Adaptive Word Reordering for Low-Power Inter-Chip Communication

Document Version
Accepted author manuscript

Link to publication record in Manchester Research Explorer

Citation for published version (APA):

Citing this paper
Please note that where the full-text provided on Manchester Research Explorer is the Author Accepted Manuscript or Proof version this may differ from the final Published version.
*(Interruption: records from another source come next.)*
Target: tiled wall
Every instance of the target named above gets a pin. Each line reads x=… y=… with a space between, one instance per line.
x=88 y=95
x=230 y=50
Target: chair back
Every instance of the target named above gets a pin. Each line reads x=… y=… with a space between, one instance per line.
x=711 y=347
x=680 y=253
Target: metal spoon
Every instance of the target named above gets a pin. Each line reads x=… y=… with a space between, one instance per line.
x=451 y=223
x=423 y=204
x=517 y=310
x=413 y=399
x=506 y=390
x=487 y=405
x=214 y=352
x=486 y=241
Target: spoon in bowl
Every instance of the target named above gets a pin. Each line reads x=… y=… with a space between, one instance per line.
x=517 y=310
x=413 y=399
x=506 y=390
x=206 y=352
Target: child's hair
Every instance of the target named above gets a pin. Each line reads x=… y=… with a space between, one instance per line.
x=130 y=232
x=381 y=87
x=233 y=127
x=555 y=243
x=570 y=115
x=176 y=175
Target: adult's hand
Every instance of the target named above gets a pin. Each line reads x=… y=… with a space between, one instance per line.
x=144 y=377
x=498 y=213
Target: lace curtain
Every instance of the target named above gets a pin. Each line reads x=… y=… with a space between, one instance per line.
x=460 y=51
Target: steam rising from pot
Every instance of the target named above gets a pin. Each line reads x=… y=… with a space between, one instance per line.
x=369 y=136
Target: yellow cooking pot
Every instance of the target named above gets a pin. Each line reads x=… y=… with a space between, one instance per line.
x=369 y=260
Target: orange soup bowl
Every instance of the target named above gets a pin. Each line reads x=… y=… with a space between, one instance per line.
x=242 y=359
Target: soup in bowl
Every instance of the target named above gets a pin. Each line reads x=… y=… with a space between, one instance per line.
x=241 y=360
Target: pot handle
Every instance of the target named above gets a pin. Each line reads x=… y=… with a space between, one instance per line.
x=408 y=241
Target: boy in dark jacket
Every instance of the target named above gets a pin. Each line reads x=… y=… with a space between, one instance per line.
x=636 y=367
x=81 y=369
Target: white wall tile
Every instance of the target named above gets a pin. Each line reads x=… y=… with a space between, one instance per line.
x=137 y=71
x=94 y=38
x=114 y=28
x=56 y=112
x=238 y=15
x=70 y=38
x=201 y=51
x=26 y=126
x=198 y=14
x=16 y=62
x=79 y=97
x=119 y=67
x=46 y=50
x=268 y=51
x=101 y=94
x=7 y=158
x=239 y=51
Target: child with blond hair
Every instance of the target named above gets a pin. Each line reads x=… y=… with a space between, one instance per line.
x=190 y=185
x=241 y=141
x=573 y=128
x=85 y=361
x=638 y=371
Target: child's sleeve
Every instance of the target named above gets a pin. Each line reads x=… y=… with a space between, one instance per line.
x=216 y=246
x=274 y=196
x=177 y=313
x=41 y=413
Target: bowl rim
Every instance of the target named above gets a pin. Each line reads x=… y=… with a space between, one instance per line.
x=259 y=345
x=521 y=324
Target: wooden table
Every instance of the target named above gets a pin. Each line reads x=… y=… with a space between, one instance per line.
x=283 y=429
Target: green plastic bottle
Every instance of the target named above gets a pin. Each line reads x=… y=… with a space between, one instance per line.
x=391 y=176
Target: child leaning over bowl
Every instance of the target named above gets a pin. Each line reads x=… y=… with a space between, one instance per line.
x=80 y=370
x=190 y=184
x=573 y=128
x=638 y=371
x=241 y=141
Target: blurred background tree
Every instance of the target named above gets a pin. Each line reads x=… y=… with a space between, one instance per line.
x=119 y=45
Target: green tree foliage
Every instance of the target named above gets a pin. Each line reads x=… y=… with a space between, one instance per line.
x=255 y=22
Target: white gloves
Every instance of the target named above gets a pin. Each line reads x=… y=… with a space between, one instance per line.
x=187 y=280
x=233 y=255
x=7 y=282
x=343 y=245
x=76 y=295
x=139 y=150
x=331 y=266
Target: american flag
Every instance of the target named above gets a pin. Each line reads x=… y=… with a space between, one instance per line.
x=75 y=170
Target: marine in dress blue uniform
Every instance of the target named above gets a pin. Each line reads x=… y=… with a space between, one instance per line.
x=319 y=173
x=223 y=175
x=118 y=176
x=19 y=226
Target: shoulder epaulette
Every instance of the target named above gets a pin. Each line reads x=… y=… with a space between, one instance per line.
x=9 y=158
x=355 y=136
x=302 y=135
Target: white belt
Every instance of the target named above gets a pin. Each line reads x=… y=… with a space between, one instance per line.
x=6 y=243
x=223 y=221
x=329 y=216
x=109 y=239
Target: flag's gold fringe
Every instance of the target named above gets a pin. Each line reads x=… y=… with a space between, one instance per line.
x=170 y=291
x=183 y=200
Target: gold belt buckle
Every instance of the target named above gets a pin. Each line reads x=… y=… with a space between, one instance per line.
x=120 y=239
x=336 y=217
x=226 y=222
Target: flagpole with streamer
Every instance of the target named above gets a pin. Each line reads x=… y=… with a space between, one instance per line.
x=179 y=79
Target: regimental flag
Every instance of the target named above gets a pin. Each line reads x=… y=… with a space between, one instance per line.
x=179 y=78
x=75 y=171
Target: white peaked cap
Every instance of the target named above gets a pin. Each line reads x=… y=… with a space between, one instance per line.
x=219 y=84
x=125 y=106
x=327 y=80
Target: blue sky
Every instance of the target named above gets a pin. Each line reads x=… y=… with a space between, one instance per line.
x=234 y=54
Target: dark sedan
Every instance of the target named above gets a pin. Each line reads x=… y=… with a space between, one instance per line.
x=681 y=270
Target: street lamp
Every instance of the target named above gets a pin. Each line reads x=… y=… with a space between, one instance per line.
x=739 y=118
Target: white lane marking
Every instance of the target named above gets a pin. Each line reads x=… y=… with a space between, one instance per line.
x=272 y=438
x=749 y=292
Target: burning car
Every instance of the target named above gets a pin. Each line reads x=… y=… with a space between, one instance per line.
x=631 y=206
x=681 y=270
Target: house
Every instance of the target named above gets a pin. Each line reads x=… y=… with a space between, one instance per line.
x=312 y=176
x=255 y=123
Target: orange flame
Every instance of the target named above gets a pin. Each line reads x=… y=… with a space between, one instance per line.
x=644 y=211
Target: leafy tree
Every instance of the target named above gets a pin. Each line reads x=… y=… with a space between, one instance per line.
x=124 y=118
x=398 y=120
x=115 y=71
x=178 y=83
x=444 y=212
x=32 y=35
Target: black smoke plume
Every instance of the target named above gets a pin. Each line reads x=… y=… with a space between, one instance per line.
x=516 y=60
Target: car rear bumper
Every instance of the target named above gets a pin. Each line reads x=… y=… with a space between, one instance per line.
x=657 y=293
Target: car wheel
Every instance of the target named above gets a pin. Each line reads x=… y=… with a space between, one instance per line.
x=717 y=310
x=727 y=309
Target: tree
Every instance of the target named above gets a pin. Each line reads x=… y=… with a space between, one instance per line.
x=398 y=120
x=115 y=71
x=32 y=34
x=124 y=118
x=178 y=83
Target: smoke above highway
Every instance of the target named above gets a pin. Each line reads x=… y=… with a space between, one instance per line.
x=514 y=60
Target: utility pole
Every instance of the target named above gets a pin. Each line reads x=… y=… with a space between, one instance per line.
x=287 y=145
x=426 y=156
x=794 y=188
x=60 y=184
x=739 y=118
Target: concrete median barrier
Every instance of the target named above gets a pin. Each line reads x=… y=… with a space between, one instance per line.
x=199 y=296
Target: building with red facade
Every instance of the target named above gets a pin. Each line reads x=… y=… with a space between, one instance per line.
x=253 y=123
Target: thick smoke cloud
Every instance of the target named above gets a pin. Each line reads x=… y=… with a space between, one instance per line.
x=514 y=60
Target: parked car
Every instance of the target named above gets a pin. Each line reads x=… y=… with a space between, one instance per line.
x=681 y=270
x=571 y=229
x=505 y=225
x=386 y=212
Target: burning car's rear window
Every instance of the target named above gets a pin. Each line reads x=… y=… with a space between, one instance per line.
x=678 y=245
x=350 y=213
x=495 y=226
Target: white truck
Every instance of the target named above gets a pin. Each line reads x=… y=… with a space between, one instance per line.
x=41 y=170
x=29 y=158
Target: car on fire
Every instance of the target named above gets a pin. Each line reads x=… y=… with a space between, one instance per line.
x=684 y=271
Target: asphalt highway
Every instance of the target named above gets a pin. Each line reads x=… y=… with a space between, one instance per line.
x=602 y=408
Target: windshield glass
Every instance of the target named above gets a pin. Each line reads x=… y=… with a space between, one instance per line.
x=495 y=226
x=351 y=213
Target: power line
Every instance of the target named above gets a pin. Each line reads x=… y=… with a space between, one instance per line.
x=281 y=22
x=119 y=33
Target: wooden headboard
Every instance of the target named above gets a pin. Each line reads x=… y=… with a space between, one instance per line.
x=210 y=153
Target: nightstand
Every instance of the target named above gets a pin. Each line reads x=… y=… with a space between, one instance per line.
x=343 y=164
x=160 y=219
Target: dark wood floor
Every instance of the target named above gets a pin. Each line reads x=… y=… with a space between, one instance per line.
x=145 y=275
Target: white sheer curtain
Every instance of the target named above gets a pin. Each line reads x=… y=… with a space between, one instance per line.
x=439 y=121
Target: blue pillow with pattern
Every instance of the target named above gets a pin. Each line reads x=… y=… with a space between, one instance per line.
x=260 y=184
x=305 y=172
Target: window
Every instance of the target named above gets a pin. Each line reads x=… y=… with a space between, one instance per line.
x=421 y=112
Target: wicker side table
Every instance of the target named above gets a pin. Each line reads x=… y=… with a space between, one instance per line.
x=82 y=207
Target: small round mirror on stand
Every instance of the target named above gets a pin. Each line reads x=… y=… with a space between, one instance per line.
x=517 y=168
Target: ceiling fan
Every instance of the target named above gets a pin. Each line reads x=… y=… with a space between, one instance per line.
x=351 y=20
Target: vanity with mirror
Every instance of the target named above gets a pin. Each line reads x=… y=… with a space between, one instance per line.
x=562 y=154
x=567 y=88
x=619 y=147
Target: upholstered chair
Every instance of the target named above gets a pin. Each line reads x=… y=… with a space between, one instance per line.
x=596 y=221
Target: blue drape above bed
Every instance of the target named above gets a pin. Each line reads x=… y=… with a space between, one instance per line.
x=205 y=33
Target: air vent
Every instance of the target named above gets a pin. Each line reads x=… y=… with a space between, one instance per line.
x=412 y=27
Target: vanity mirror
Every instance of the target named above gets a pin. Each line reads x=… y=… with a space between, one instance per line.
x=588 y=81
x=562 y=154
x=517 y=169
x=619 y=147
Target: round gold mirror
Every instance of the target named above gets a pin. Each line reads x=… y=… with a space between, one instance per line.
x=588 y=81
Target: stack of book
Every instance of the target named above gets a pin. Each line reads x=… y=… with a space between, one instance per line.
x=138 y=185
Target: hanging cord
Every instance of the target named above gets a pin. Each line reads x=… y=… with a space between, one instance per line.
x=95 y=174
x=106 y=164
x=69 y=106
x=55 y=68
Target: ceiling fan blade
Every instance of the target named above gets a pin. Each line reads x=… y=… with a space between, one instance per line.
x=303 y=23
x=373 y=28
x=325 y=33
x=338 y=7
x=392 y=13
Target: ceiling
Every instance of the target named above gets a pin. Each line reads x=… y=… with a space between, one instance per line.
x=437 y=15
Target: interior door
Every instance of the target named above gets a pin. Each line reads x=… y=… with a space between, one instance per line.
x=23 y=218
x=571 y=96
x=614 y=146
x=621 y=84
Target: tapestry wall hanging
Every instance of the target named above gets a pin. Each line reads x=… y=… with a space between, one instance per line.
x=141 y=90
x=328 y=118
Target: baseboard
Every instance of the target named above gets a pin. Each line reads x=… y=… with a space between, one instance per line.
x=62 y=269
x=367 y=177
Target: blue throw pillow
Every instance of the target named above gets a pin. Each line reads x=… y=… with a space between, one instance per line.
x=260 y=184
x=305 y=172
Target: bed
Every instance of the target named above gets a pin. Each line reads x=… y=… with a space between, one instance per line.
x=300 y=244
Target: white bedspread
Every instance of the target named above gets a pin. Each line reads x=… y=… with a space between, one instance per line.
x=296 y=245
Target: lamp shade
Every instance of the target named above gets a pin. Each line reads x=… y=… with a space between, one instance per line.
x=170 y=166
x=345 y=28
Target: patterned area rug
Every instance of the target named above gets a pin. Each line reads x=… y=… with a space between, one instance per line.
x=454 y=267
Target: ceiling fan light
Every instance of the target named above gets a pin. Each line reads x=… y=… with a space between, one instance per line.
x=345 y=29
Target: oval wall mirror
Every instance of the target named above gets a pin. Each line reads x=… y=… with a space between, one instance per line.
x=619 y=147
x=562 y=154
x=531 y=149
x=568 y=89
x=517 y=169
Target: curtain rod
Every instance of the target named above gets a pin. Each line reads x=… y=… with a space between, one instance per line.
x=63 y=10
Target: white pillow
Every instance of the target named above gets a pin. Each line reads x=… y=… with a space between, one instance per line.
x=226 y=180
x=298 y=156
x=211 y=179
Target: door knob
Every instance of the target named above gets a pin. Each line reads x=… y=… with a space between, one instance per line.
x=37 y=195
If citing, it is advised that you check and use the publisher's definitive version.

General rights
Copyright and moral rights for the publications made accessible in the Research Explorer are retained by the authors and/or other copyright owners and it is a condition of accessing publications that users recognise and abide by the legal requirements associated with these rights.

Takedown policy
If you believe that this document breaches copyright please refer to the University of Manchester’s Takedown Procedures [http://man.ac.uk/04Y6Bo] or contact uml.scholarlycommunications@manchester.ac.uk providing relevant details, so we can investigate your claim.
Adaptive Word Reordering for Low-Power Inter-Chip Communication

Eleni Maragkoudaki  
Advanced Processor Technologies Group  
School of Computer Science  
University of Manchester  
eleni.maragkoudaki@manchester.ac.uk

Przemyslaw Mroszczyk  
Qualcomm  
Cork, Ireland  
przemyslaw.mroszczyk.23@gmail.com

Vasilis F. Pavlidis  
Advanced Processor Technologies Group  
School of Computer Science  
University of Manchester  
pavlidis@cs.man.ac.uk

Abstract—The energy for data transfer has an increasing effect on the total system energy as technology scales, often overtaking computation energy. To reduce the power of inter-chip interconnects, an adaptive encoding scheme called Adaptive Word Reordering (AWR) is proposed that effectively decreases the number of signal transitions, leading to a significant power reduction. AWR outperforms other adaptive encoding schemes in terms of decrease in transitions, yielding up to 73% reduction in switching. Furthermore, complex bit transition computations are represented as delays in the time domain to limit the power overhead due to encoding. The saved power outweighs the overhead beyond a moderate wire length where the I/O voltage is assumed equal to the core voltage. For a typical I/O voltage, the decrease in power is significant reaching 23% at just 1 mm.

Index Terms—Interconnects, Inter-chip communication, Encoding, Low power, Adaptive word reordering

I. INTRODUCTION

The ever growing compute density enabled by parallelism constantly increases the demand for data transfer [1]. In addition, the energy of transferring data, especially off-chip, increases, surpassing the energy for computation [2]. Thus, the power reduction of inter-chip communication is one of the key challenges for modern integrated systems.

An efficient way to reduce the power of interconnects is to decrease signal transitions through data coding. Encoding schemes can be classified as either static or adaptive. Static schemes ([3]-[8]) exploit the statistical properties of the data stream, which are considered known at design time. However, having a priori knowledge of data statistics is not always feasible or the characteristics of the data may vary over time.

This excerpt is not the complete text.